La Hongrie a donc enfin trouvé des maîtres définitifs puisque aujourd'hui nous voyons ces mêmes Magyars commander aux rives du Danube, Bude va donc enfin pouvoir vivre tranquille à l'abri du massacre. Hélas! bien des siècles doivent passer encore avant que ne cessent les épreuves de ses habitants! Des siècles que je vois toujours couler dans le mirage de ma rêverie.
Saint Etienne, le roi chrétien, avait converti ses Magyars à la religion nouvelle; il avait embelli la ville dont les coupoles d'or resplendissaient au loin. Une vague monstrueuse a passé comme un éclair. Après, il ne reste pas pierre sur pierre de la fière cité magyare; les plus sauvages de tous les Asiatiques, les Mogols, conduits par le petit-fils de Gengis-Khan, viennent de se ruer sur leurs frères; tuant et détruisant pour le plaisir, ils se sont retirés dès qu'il ne resta plus rien à tuer ni à détruire.
Je vois les vaillants Hongrois, sous les ordres de leur roi Béla, reconstruire leur ville; je vois leur grand Mathias Corvin en faire à nouveau une cité resplendissante qui compte bientôt parmi les plus belles capitales de l'Europe. Enfin!

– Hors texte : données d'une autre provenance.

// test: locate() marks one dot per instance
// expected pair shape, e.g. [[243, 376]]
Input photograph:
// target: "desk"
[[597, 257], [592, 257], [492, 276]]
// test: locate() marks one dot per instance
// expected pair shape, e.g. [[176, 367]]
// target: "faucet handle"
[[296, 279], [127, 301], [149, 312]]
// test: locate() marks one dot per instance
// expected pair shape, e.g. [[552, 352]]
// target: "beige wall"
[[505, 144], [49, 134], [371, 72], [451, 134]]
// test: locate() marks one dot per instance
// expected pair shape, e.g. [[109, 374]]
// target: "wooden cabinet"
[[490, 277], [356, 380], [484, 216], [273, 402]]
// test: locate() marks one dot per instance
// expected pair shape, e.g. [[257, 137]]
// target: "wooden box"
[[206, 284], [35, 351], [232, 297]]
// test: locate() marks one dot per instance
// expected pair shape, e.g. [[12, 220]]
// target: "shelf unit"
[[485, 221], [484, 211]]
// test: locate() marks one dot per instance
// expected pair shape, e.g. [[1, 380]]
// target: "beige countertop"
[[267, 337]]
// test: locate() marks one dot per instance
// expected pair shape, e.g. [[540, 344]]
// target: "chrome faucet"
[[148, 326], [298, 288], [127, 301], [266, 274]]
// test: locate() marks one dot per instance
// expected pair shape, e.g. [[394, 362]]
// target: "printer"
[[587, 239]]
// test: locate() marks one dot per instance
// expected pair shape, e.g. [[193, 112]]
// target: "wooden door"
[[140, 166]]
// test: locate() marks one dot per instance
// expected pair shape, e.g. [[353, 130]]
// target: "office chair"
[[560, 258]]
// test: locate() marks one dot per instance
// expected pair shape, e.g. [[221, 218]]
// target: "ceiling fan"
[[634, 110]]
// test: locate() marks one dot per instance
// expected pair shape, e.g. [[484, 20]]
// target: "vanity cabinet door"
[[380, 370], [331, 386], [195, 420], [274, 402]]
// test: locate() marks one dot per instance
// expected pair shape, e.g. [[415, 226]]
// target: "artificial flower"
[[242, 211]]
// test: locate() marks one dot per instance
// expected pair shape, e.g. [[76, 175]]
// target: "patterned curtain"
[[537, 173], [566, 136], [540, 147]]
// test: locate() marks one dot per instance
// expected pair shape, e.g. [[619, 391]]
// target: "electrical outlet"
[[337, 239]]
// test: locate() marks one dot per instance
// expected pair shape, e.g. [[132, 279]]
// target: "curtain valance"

Mais n'est-ce point une illusion? Voici que j'aperçois l'étendard vert du Prophète flotter sur la citadelle de Bude. Le croissant d'or scintille au faîte de ses monuments. Des minarets grêles s'élancent vers le ciel. Hélas! Budapesth est turque! Soliman le Magnifique s'en est emparé[ [147]. Turque elle reste pendant plus d'un siècle.
Une chevauchée fougueuse de chevaliers aux armures brillantes, une armée valeureuse est enfin apparue, qui arrive d'Occident. Les chrétiens viennent au secours de leurs coréligionnaires magyars; il y a là la fine fleur de la chevalerie sous les ordres du duc de Lorraine. Je vois, avec des tressaillements de joie, nos frères qui chassent le musulman, je vois les Turcs trois fois plus nombreux fuir honteusement. Je vois les Hongrois rentrer enfin dans leur ville d'où personne désormais ne parviendra plus à les chasser.
Et maintenant mon rêve se poursuit tranquille, les luttes entre Autrichiens et Hongrois ne sont que petites querelles en comparaison de ce que la vieille Bude avait supporté jusque-là. Je vois la Hongrie conquérir sa définitive liberté et la ville qui s'accroît, qui s'embellit avec une telle vigueur et une telle rapidité que je crois bien réellement rêver!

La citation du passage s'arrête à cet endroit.